Just before Xu Liang resorted to measuring these realms and their people in varying degrees of savagery and ignorance, the knight who’d personally paid tribute to barbarism in its purest example not so long ago, stumbled sleepily out of the tent. He slipped in the deep snow, but kept his balance and looked at the sea of blushed white shimmering beneath the morning sky as it spanned in all directions, as far as the eye could see.

The knight actually gasped, and said softly, “It’s beautiful.”

With those two words, Xu Liang looked again at the Flatlands of Lower Yvaria, and wondered how long he’d been blind to so simple a fact. He’d been affected by the difficulty of this journey far worse than he’d let himself believe. And now his hand ached for a brush. However, as he looked closer at the featureless beauty of the landscape, he realized that even with a brush in his hand and a tablet before him there might be no way to recapture such a scene. Of course, the grace of his painting was in fewer brushstrokes, but there would be so very few to make in this instance. He decided to commit this sight to memory and to leave it at that.

To the man who had reopened his eyes, he said, “Yes, it is.”

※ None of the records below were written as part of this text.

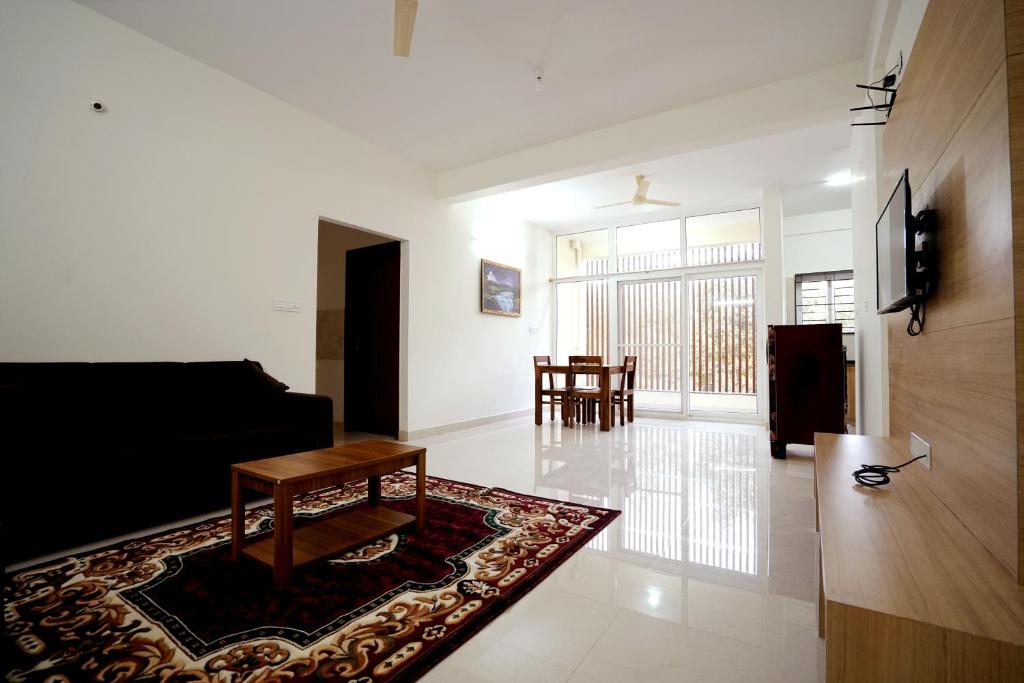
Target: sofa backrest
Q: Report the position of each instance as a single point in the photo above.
(137, 395)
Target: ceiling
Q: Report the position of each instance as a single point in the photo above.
(468, 91)
(730, 176)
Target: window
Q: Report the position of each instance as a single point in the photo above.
(723, 238)
(582, 318)
(582, 254)
(648, 247)
(825, 297)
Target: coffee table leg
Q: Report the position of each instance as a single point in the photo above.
(238, 515)
(421, 489)
(282, 534)
(373, 491)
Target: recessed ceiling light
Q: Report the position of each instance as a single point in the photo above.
(840, 179)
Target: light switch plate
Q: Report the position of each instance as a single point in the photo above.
(287, 305)
(920, 446)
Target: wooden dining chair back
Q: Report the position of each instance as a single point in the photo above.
(623, 396)
(591, 379)
(555, 395)
(583, 397)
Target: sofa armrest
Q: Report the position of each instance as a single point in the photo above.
(313, 412)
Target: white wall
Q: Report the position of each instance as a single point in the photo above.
(894, 29)
(817, 243)
(163, 228)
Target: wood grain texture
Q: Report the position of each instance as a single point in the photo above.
(332, 536)
(954, 385)
(882, 648)
(908, 592)
(1015, 27)
(286, 476)
(1015, 85)
(900, 550)
(960, 45)
(344, 463)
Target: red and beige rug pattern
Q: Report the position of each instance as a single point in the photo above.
(174, 607)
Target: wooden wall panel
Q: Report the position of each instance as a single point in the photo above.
(1015, 83)
(954, 385)
(960, 45)
(1015, 27)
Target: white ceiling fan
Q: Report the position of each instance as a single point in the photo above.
(404, 22)
(640, 198)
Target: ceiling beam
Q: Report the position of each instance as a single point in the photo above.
(788, 104)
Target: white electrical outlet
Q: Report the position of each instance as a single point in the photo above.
(920, 446)
(287, 305)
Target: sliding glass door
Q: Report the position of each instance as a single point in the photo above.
(724, 351)
(649, 328)
(682, 295)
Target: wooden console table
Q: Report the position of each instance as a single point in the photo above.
(287, 476)
(906, 592)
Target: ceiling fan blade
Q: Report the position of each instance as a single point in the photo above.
(404, 22)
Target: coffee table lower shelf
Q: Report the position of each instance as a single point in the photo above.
(334, 535)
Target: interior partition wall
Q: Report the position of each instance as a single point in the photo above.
(683, 295)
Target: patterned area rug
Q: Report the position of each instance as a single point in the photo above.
(174, 606)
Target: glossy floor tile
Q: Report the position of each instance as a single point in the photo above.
(709, 574)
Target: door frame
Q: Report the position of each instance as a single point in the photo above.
(614, 341)
(761, 358)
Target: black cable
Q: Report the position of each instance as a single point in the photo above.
(916, 324)
(878, 475)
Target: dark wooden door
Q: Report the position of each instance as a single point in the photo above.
(372, 276)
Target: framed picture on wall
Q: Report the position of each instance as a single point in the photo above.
(501, 289)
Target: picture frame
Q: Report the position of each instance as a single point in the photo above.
(501, 289)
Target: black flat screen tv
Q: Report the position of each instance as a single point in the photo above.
(894, 242)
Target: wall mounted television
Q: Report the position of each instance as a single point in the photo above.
(904, 250)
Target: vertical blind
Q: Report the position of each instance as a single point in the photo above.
(825, 297)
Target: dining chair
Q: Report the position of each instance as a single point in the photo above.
(582, 404)
(556, 395)
(623, 396)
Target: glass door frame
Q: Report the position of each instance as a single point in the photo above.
(760, 341)
(614, 335)
(683, 273)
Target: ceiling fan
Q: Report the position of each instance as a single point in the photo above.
(640, 198)
(404, 22)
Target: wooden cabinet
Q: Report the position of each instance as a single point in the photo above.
(806, 378)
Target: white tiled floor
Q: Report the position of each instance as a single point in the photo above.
(708, 575)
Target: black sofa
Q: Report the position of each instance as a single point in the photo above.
(91, 451)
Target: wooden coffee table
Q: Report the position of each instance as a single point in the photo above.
(287, 476)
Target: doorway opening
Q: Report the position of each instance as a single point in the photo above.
(358, 297)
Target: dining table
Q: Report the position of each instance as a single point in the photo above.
(604, 375)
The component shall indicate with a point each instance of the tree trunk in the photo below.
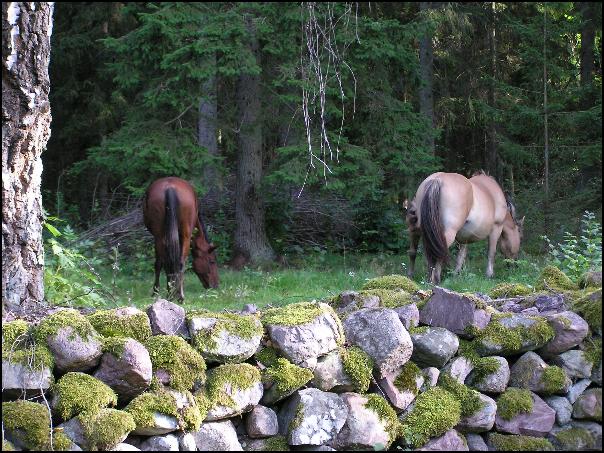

THE SUN CONTINUED its rise, the warmthless light intensifying as it shone unobstructed downward, making the surface of the snow seem as a great mirror, reflecting the brilliant light back at the sky and virtually blinding the companions. In such intense whiteness all eyes tended to divert from both Alere and Tristus—one dressed all in white and the other in highly reflective layers of metal—who only worsened the glaring effect. It was easiest simply to keep one’s sights set on the black-clad elves at the front of the caravan. However, that also became annoying as Shirisae’s spear—clearly the Storm Blade—continued to glow brightly in the company of its sibling Swords.